Gone Girl (Flynn)

Gone Girl - Gillian Flynn

Following along in my great tradition of reading the trendiest books long after their trend is over, I finally got around to spending time with Nick and Amy Dunne. I was completely unspoiled, having paid no attention whatsoever to reviews of either the movie or the book.

Well, in a nutshell, I didn't mind it - it was cleverly done - but I wasn't particularly blown away. At first I found the style (especially the Amy-diary style) irritating, but then I realized that it was deliberate and under control. The fact that there was a twist mid-book came as no surprise whatsoever, and in fact the only (mild) surprise I felt was that the unreliable narrator-twist wasn't played one more time before the end (i.e. I was completely prepared to discover that Nick had engineered the whole thing, including the manufacture of supporting documents and a "suicide" by Amy).

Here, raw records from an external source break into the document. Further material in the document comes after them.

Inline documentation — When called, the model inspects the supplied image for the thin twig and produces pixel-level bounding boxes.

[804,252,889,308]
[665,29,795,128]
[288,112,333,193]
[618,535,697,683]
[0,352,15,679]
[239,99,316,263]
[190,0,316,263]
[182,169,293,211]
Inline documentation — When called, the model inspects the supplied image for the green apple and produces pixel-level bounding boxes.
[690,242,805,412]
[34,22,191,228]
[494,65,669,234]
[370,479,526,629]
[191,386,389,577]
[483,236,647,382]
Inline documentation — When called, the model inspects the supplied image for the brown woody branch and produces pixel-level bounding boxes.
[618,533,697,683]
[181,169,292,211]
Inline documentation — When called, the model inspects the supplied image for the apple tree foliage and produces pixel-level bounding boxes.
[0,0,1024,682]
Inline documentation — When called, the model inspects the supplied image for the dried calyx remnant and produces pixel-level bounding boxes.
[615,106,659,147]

I fully understand why some people found the ending irritating, but that's just a variation on the trope of "evil didn't die" that shows up at the end of horror films like "Carrie", I think. It's your last, parting shudder (it walks amongst us still). With two such horrible people as protagonists, you're not going to get a morally satisfying ending short of tossing them both off a cliff - which, frankly, I would have been delighted to do at several points during the proceedings.

Oh well. It's always worth making a bit of effort to pull oneself further inside the circle of common cultural references. It felt a bit like a much-procrastinated duty, but as duties go, it was not a particularly unpleasant one.